Shopping. Video games. Chocolate. Television. Facebook. When you think of an addiction, do these favorite pasttimes come to mind? Most people instantly think of alchol or drug problems when associating addiction, but the previous activities can be pretty addictive.
An addiction is a physicological or physical need for an activity. Without that activity, the body suffers from withdrawals.
Can you really suffer from a shopping withdrawal? You betcha. The compulsive behavior has serious implications on your life, health and mind.
Alcoholism and tabacco addiction is has easier tell-tale signs, but other addictions are harder to accept. Here is how you know your pasttime has changed you for the worse.
- Everything revolves around the activity. You are preoccupied with thoughts of doing and planning the activity. Do you find that you cannot concentrate because you are focused on eating or playing video games? Then you might have a serious problem.
- You are secretive about the activity. Do you keep secret food stashed under your bed or play video games while your family is asleep? In my family, if you are being secretive then something is wrong. And this theory applies. If you find that you are hiding your activity from shame or embarrassment, then that is a red sign.
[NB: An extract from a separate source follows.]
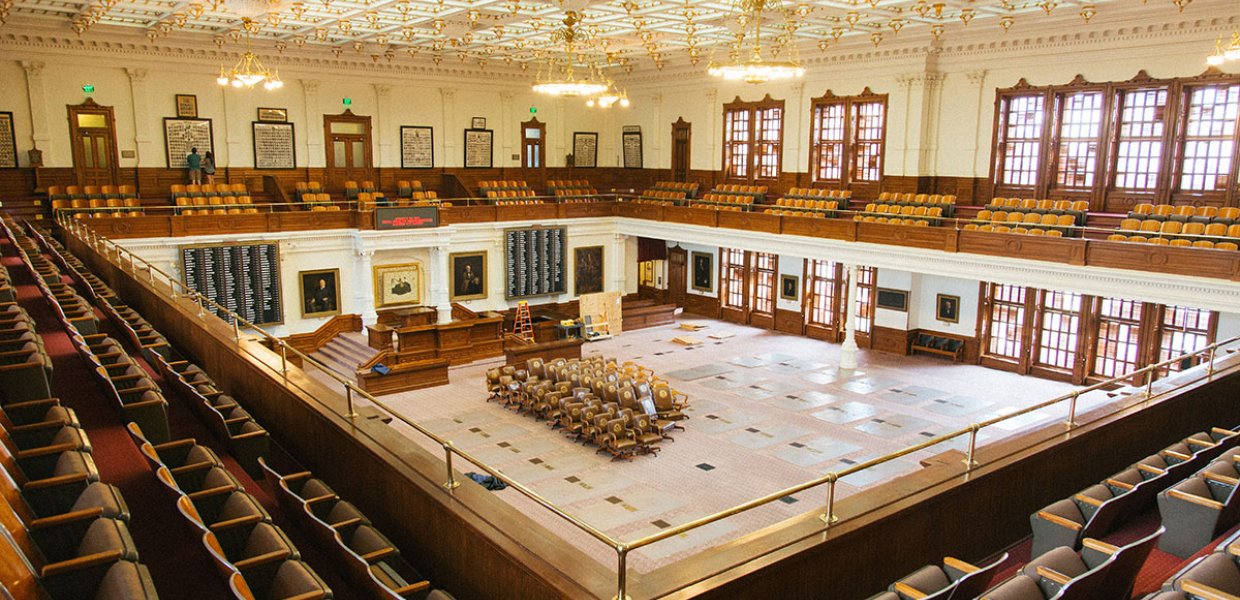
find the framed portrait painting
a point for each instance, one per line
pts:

- You cannot stop the activity, even when you try. This is also a red flag when you stop for a bit, only to find yourself starting again.
- The activity is shedding a negative light on your life. Are your relationships straining because you spend all of your free time shopping?
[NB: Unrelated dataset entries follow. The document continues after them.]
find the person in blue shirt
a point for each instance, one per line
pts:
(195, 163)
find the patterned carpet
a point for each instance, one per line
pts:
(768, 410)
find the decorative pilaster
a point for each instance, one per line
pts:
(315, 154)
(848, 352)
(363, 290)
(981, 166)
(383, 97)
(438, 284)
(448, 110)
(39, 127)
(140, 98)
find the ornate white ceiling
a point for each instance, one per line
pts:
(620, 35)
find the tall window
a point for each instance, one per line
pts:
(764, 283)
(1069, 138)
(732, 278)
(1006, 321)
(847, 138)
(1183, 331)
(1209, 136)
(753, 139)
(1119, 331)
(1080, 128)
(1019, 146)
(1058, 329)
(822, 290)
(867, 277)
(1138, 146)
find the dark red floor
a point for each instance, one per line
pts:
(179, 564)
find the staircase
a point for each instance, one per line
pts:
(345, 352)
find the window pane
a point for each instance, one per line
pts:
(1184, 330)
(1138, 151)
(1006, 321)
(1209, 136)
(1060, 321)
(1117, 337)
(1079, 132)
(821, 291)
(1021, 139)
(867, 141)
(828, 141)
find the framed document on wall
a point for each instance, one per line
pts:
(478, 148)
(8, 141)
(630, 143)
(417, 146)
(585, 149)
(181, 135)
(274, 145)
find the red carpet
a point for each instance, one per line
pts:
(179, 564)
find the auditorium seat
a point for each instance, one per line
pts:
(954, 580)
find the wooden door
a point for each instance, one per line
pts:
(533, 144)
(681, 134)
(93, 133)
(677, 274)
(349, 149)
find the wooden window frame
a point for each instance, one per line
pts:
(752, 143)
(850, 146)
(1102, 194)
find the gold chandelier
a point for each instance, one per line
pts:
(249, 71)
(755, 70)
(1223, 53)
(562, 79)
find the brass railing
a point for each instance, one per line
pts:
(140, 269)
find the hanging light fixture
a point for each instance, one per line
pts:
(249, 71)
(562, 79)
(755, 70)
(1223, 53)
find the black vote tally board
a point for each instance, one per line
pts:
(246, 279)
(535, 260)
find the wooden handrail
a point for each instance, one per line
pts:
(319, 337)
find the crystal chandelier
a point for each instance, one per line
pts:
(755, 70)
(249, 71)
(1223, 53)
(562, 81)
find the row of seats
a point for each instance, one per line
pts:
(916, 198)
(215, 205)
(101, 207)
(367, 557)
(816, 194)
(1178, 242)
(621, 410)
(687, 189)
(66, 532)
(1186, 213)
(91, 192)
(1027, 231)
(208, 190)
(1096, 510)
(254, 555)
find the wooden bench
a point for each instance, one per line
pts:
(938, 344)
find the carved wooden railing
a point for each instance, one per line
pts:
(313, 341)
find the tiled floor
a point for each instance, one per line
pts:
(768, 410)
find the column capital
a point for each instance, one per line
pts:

Answered yes to even one? I hate to be the one to break the news, but you have a compulsive behavior problem.
But there is help. And you are not alone. Like with any addiction, the first step is realizing and acknowledging that you have a problem. While it might be tempting to keep the compulsive behavior private, the best way to acknoledge the problem is to tell someone. Not comfortable telling your spouse? Consider telling a friend that you trust.
The next step is to figure out what the root of your compulsive behavior is. Find that you eat a lot more when you are stressed? Figuring out the trigger is the best way to start eliminating the behavior. By getting rid of the trigger, you can actually figure out a way to eliminate the trigger.
Next, you need to figure out a way to block or create a barrier to the behavior. Can’t stop clicking on your Facebook news feed? Put a password on your internet. Or sign up for a free internet blocker that parents can use to limit the time their kids spend on the internet. But use it for yourself.
Seek help from a professional. Some compulsive behavior requires more than just personal intervention. Many health insurances-including United health care insurance- will cover mental health costs like visiting with a therapist. Through regular mental evaluation, and in some cases medication, you can beat the compulsive behavior and take back your life.